Zabbaleen: Trash Town
This film offers a rare glimpse into how little life has changed for Egypt’s poor following the 2011 Arab Spring “revolutions.”
It specifically concerns the Cairo dump and the tens of thousands of people who live and work there collecting and sorting garbage for Egypt’s capitol. Most of the residents are Coptic Christians, but there are also Muslim families.
Men with trucks work in teams of 12 to collect trash from their assigned neighborhoods. Sorting and recycling metal plastic is also considered men’s. The plastic is cleaned and ground into powder to be sold to factories that remold it into plastic utensils and containers. Women mainly sort food waste and distribute it to chicken and pig farmers.* Children begin working at age 10-12, unless the family is destitute and needs the income of younger siblings.
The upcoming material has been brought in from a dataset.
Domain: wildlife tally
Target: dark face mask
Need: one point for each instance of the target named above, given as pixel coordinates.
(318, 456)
Zabbaleen is largely self-governing and self-supporting. Ten percent of the community are managers and fairly well off. The managers refer disputes and criminal acts to a group of elders to resolve. Zabbaleen residents despise the police and army.
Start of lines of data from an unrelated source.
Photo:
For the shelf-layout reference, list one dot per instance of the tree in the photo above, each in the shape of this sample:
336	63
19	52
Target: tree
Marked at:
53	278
Many residents are descendants of Zabbaleen families engaged in this work for 40 or more years. The community has their own butchers, grocery stores and schools – though most children are too busy working to attend.
The average life expectancy in Zabbaleen is 55. This contrasts with an overall Egyptian life expectancy of 70.9.
*Raising pigs was banned for the two years the Muslim Brotherhood ran the Egyptian government.